A women’s experience, however, points most steadily to this phenomenon of prophetic voice in the relationship between agency and mutual transformation, in which women are forged into transformative leadership.  The conditions of those who are influenced by this voice are changed as intimacy embraces mission.  The prophetic voice bridges God’s will to the ekklasia in the divine promises of scripture concerning an evolving human condition of social justice in perfect love...as that which is to come.

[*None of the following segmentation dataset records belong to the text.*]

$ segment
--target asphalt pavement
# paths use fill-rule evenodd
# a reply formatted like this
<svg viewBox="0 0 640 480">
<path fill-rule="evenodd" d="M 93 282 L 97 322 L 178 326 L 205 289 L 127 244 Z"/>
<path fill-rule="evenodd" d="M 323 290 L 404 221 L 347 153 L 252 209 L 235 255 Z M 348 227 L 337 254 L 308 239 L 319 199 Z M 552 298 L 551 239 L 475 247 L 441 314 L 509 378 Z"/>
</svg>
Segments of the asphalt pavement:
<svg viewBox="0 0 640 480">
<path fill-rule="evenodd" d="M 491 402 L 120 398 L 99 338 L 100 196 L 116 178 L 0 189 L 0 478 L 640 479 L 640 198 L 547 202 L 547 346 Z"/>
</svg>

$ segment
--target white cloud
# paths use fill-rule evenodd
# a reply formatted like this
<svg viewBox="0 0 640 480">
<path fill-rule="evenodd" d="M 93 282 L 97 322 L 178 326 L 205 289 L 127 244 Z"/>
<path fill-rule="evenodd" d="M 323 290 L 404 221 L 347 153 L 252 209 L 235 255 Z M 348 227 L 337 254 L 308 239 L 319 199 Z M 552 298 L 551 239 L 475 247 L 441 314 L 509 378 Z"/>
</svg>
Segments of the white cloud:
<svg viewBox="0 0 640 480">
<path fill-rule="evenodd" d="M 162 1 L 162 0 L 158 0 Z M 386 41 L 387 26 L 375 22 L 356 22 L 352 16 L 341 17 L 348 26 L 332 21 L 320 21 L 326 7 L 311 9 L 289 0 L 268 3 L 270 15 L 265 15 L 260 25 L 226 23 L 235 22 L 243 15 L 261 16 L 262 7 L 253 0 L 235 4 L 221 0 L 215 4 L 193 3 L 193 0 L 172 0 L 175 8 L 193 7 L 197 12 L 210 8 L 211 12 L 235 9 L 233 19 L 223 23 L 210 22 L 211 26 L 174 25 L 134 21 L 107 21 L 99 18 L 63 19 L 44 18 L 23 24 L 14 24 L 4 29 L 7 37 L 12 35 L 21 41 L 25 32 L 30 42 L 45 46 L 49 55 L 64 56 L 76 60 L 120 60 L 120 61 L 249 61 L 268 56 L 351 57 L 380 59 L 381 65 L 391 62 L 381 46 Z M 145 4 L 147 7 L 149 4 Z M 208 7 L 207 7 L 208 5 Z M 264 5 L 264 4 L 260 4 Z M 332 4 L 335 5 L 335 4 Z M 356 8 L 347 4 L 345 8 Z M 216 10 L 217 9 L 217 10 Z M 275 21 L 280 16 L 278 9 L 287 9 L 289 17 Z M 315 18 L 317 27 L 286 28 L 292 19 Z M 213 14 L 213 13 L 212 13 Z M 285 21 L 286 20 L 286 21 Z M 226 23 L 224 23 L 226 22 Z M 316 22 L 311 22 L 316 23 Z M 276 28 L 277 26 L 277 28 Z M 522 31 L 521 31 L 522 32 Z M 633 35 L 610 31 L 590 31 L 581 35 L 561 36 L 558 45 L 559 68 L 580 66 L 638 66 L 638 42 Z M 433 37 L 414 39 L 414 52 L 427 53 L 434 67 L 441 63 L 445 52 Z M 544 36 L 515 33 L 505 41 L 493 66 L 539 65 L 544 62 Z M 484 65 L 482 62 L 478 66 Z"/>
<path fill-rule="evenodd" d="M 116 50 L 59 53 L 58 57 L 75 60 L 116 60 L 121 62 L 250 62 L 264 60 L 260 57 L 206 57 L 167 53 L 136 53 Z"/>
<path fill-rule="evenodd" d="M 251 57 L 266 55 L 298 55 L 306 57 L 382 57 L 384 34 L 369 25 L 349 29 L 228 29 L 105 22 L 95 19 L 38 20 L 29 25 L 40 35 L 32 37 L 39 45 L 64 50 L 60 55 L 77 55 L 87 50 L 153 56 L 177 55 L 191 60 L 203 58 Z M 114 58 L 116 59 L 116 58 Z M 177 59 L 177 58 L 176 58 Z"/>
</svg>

Currently, the growth of women in leadership is a well-noted and welcomed fact in organizational life; but, there is a lack of understanding about the ways spiritually motivated women in leadership drive issues of social justice to a moral center.  This calls for greater disclosure concerning the feminine voice of prophetic leadership.

This study explores the nature of this prophetic voice through the narratives of spiritually driven women in leadership who are involved in social transformation.  The central claim is that the feminine prophetic voice for social justice advocates a moral agency grounded in an ethic of care that transcends religious preference among the daughters of Abraham.

This project falls into the realm of the qualitative, a type of research that employs specific techniques for understanding people in their natural context.  In the book Discipline and Punish, Foucault (1977) argues that newly formed technologies of surveillance, like the modern interview, do not just accommodate and incorporate the experience of individual subjects, but enters into the construction of individual subjects in their own right.

The qualitative interview will best expose the ways these women construct an ethic of care that drives social concerns to a moral center; and, allow us to determine whether religious preferences influence the construction of these individual subjects as they are, in fact, expressed in their own right.

This is the methodical purpose for which we strive, to enter the world of prophetic leadership so to comprehend the subjectivity of women’s experience and the cultural context in which they lead, so then to better understand the ethic of care and spiritual motivation embodied in these voices.

This type of research may as well have deeper implications pertaining to the role of the feminine prophetic voice in the creation of a new world view because this voice is so powerful in its accomplishment of social transformation.

The greater implications for this work, in my view, rest with the potential of the prophetic voice to induce deep change toward the transformation of humankind: a human paradigm shift inspired by the creation of a new world view.  I believe that what makes any voice truly prophetic is its passion for the possibility of restoring the human spirit to the image of God.

Welcome to the FeminineVOICE of Prophetic Leadership!